This falls is located in one of the barangay's of balangiga.
No wonder this barangay which was established in 1952 according to Barangay Captain Maria Escalo is not God-forsaken.
May the likes of these community leaders and followers strive and thrive. Guinmaayohan (a Waray word meaning for betterment), as the word connotes – sans poverty and diseases – will always be a better place. There is always hope for people whose calloused hands have been charting their own destiny
BALANGIGA CHURCH
At first look, the structure looks like the other thousands of churches that dot this predominantly Catholic country. With one big difference: it is missing its original three bells.
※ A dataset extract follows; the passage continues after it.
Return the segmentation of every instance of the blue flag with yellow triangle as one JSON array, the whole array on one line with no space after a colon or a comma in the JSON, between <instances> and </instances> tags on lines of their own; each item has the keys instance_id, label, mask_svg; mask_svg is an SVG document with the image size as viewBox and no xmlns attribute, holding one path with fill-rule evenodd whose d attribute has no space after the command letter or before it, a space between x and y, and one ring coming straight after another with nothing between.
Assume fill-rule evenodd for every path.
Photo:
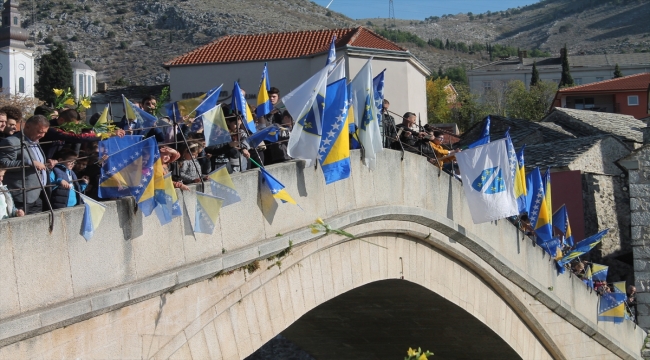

The loss of the church’s three bells is just a chapter in a story that started in 1901 with what is now known in Philippine history as the Balangiga massacre–an incident that triggered a response so overwhelming it turned this place in Eastern Samar into a “howling wilderness”.
It was a Sunday morning when we visited Balangiga and the church was closed so we were not able to come inside. A marker on the wall of the church explained its role in the massacre. The structure is a replacement to the old church that was burned down by American soldiers in retaliation for the death of their comrades.
In the town plaza, a monument immortalizes the Balangiga massacre of 1901 that started when native Filipinos, reportedly forced to do labor for American soldiers staying at a garrison in Balangiga, plotted against US troops belonging to Company C of Ninth US Infantry who sailed into the Eastern Samar town on August 11, 1901. The natives were among guerilla leader General Vicente Lukban’s best bolomen.
While the Philippine-American war, which started on February 4, 1899, was officially proclaimed to have ended on July 4, 1902, fighting went on in some parts of the country like Batangas, Pampanga, Tarlac, Ilocos, and the Visayas.